Using the parameters of cultural and theatrical analysis, the staging of P. Tchaikovsky’s opera “Iolanta”, performed by director A. Zholdak in the Mikhailovsky’s Theater (St. Petersburg) in the 2018-2019 season, is interpreted. Its conceptual ideological principles, aesthetic paradigms and peculiarities of narrative organization are defined. It is proved that the declared ideas of symbolism do not have their adequate realization in the stage narrative, which involves the presentation of two stories: Iolanta’s blindness and the insight as well as the story of P. Tchaikovsky’s creation of the eponymous opera. The double narrative leads to the complication of the characters’ system, the primary dramaturgy and the script restructuring. As a result, there is an artistically contradictory buildup that provokes a conflict of its interpretation both by the audience and by professional critics.

Текст научной работы на тему «ОПЕРА П. И. ЧАЙКОВСКОГО "ИОЛАНТА" В РЕЖИССЕРСКОЙ ИНТЕРПРЕТАЦИИ А. ЖОЛДАКА»

УДК 78.071.1

ОПЕРА П. И. ЧАЙКОВСКОГО «ИОЛАНТА» В РЕЖИССЕРСКОЙ ИНТЕРПРЕТАЦИИ А. ЖОЛДАКА

Панасюк В. Ю.1

1 Сумской государственный педагогический университет имени А. С. Макаренко, ул. Роменская, д. 87, г. Сумы, 40002, Украина.

Методами культурологического и театроведческого анализа исследована постановка оперы П. И. Чайковского «Иоланта», осуществленная режиссером А. Жолдаком на сцене Михайловского театра Санкт-Петербурга в сезон 2018-2019 годов. Определены концептуальные идеологические установки произведения, его эстетические парадигмы, особенности организации нарратива. Доказано, что заявленные идеи символизма не были адекватно реализованы в сценическом повествовании, предполагающем одновременное изложение двух историй: ослепления и прозрения Иолан-ты и истории создания П. И. Чайковским одноименной оперы. Удвоенный навратив приводит к усложнению системы действующих лиц, перестройке исходной драматургии, перемонтировке партитуры. В результате возникает художественно противоречивое образование, провоцирующее конфликт его интерпретаций и зрителями, и профессиональной критикой.

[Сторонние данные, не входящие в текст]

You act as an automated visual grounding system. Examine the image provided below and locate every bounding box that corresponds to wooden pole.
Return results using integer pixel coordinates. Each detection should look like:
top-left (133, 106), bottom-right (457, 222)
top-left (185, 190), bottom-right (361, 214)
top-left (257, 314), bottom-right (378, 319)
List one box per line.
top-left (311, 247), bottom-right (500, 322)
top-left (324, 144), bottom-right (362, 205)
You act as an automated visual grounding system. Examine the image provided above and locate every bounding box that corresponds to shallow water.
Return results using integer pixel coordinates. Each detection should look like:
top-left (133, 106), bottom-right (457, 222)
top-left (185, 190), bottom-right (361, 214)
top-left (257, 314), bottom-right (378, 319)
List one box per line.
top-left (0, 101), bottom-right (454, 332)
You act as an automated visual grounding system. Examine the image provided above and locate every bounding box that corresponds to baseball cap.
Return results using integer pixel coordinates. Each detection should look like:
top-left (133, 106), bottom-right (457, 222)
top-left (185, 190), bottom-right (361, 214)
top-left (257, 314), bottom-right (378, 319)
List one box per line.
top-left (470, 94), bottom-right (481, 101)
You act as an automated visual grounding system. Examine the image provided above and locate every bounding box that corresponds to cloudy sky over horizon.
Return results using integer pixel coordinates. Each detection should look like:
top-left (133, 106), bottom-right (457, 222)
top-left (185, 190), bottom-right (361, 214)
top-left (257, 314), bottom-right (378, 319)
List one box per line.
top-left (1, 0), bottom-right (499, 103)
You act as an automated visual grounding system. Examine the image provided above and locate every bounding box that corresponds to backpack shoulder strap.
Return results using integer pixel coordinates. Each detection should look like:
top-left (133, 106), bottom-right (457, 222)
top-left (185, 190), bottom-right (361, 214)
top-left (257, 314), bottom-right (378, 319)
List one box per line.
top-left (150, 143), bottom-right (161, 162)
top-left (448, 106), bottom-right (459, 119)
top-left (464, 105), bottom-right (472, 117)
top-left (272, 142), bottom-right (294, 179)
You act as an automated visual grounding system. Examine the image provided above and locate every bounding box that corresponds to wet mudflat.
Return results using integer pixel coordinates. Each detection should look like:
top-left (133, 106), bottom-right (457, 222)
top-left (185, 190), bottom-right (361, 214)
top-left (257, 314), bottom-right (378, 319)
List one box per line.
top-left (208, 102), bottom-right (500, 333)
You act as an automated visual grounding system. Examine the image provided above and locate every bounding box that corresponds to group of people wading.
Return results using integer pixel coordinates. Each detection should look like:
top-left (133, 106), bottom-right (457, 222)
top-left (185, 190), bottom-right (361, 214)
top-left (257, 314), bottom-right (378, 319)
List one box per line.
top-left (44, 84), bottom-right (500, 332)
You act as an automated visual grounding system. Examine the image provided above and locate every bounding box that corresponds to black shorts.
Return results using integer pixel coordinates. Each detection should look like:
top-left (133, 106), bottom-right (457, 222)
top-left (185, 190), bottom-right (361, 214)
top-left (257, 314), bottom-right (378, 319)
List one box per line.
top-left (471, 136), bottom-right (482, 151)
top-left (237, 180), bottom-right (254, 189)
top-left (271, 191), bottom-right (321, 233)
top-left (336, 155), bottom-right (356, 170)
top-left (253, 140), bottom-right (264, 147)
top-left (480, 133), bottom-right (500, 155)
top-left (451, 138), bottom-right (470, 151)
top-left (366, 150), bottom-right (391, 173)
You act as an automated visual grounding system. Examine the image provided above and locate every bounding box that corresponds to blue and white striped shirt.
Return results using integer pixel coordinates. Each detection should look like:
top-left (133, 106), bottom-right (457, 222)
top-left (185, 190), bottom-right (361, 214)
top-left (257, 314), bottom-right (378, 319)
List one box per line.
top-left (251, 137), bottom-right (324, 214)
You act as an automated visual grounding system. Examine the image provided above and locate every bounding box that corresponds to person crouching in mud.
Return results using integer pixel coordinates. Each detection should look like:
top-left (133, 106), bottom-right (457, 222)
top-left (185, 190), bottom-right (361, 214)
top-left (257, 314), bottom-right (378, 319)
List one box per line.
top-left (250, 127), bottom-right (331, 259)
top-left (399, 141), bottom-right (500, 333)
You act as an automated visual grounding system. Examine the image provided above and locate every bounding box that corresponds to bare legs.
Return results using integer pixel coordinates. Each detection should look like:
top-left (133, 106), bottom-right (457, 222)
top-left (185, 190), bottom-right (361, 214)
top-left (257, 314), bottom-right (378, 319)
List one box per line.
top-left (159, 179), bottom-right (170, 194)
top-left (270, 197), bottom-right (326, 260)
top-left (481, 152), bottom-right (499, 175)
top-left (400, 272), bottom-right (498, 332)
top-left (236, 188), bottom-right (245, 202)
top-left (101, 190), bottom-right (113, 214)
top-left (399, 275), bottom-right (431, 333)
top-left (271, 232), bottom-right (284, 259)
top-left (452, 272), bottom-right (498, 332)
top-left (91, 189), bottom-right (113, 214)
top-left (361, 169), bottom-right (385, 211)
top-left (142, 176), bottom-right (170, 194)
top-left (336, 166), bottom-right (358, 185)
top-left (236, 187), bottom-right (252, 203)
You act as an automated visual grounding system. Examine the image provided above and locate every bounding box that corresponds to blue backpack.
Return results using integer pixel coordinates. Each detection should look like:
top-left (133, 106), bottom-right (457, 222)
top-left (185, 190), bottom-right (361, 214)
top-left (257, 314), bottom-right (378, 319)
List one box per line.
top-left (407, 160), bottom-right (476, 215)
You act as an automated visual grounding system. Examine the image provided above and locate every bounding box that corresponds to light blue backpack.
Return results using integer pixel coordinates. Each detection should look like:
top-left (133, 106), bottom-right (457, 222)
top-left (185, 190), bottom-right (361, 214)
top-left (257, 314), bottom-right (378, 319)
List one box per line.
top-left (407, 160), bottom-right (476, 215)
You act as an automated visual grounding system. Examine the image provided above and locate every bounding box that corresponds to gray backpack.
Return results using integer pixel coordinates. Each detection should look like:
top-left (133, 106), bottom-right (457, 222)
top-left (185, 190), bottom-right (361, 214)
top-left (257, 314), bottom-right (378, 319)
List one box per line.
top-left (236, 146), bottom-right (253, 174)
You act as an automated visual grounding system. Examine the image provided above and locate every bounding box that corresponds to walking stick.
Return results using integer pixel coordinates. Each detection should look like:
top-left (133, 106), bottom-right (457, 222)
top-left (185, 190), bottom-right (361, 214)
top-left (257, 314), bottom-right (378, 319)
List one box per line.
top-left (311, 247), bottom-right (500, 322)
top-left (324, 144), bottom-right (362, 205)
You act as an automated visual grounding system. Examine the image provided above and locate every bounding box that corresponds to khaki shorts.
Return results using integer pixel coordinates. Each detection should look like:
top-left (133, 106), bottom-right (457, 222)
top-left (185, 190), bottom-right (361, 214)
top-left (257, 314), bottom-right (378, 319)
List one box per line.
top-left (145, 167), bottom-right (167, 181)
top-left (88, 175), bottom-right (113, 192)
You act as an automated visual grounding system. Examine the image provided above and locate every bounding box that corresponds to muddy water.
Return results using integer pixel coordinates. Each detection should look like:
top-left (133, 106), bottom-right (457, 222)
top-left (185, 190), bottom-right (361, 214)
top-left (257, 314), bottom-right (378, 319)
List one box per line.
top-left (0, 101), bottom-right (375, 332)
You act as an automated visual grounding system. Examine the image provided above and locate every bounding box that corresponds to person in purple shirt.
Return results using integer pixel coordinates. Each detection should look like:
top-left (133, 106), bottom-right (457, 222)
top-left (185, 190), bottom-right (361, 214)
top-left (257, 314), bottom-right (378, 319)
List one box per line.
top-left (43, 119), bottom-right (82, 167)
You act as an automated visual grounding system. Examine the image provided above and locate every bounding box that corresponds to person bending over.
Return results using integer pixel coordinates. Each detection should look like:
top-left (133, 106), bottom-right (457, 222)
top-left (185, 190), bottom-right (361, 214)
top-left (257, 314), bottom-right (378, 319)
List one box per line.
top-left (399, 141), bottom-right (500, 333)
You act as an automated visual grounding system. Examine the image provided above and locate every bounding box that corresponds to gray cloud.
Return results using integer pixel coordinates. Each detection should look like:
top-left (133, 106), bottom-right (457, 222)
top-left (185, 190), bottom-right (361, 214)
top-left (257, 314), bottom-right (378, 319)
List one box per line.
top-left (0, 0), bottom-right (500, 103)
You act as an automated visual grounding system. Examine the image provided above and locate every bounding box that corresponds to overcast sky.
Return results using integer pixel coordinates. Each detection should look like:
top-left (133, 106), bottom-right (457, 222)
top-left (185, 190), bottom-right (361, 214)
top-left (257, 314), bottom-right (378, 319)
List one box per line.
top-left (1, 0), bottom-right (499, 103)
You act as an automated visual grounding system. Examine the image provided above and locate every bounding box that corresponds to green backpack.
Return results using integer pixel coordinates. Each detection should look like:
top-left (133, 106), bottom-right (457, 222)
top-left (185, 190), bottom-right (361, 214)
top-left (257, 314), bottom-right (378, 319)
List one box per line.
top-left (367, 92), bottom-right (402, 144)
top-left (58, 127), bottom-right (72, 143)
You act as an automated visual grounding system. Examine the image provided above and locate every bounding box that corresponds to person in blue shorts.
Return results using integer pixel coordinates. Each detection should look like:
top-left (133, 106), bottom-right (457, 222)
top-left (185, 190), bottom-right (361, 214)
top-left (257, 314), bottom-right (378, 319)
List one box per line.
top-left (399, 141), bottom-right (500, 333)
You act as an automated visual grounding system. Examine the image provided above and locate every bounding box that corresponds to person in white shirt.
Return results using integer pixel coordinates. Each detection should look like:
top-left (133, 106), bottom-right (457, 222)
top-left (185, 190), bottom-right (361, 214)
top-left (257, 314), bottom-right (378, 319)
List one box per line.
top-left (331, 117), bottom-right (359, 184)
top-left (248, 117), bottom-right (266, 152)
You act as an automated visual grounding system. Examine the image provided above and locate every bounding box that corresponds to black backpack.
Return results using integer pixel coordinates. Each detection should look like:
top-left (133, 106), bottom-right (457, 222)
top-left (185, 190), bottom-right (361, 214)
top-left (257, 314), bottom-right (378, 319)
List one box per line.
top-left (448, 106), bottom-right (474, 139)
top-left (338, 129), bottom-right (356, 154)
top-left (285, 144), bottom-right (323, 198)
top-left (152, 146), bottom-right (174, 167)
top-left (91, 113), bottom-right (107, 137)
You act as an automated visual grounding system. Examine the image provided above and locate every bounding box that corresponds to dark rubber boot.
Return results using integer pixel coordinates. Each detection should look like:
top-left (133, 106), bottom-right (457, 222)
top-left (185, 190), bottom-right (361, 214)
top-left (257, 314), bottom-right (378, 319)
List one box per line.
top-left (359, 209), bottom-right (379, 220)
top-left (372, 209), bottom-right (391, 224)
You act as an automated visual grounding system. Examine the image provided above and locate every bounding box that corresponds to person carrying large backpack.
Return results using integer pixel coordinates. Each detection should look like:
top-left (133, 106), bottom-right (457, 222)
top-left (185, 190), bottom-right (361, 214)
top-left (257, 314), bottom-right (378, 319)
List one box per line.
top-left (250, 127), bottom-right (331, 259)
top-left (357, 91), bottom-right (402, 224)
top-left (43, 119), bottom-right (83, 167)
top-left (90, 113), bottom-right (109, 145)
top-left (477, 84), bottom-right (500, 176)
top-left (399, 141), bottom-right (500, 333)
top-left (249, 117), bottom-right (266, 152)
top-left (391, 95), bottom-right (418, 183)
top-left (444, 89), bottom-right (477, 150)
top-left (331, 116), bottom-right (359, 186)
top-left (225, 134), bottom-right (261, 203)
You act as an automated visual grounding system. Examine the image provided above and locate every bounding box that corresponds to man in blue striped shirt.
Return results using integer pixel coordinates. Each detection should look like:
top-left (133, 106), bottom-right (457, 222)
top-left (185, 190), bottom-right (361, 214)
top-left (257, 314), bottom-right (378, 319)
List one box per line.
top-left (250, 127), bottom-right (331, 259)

Ключевые слова: П. И. Чайковский, А. Жолдак, «Иоланта», опера, символизм, нарратив.

"IOLANTA" BY P. I. TCHAIKOVSKY

IN THE DIRECTOR'S INTERPRETATION BY A. ZHOLDAK

Panasiuk V. Yu.1

1 Sumy State Pedagogical University named after A. Makarenko, 87, Romenska St., Sumy, 40002, Ukraine.

Using the parameters of cultural and theatrical analysis, the staging of P. Tchaikovsky's opera "Iolanta", performed by director A. Zholdak in the Mikhailovsky's Theater (St. Petersburg) in the 2018-2019 season, is interpreted. Its conceptual ideological principles, aesthetic paradigms and peculiarities of narrative organization are defined. It is proved that the declared ideas of symbolism do not have their adequate realization in the stage narrative, which involves the presentation of two stories: Iolanta's blindness and the insight as well as the story of P. Tchaikovsky's creation of the eponymous opera. The

double narrative leads to the complication of the characters' system, the primary dramaturgy and the script restructuring. As a result, there is an artistically contradictory buildup that provokes a conflict of its interpretation both by the audience and by professional critics.

Keywords: P. I. Tchaikovsky, A. Zholdak, "Iolanta", opera, symbolism, narrative.

Андрий Жолдак — одна из ярчайших звезд современного западноевропейского и российского театрального небосклона. Его творчество вписывается в общий художественный контекст, соответствует тенденциям, которые в культуре обычно называют «приоритетными» и «мировыми».

Это прежде всего касается постановок А. Жолдака, осуществленных на сценах музыкальных театров. Они отличаются радикализмом режиссерских концепций, являясь ревизионистскими по отношению к исходному источнику и интерпретационному опыту. А поэтому всё еще возмущают публику, хотя уже стали привычными для профессиональной критики — театральной и музыкальной.

Именно такими являются «оперные опусы» А. Жолдака, попадающие в «общеевропейский тренд»: «Евгений Онегин» (Санкт-Петербург, Михайловский театр, сезон 2012-2013) [1], «Любовный напиток» (Познань, Teatr Wielki im. Stanislava Moniuszki, сезон 2018-2019), «Чародейка» (Лион, Opera National de Lyon, сезон 2018-2019). Сказанное верно и в отношении воплощения оперы П. И. Чайковского «Иоланта» на сцене Михайловского театра (Санкт-Петербург, премьера 13 ноября 2018 года).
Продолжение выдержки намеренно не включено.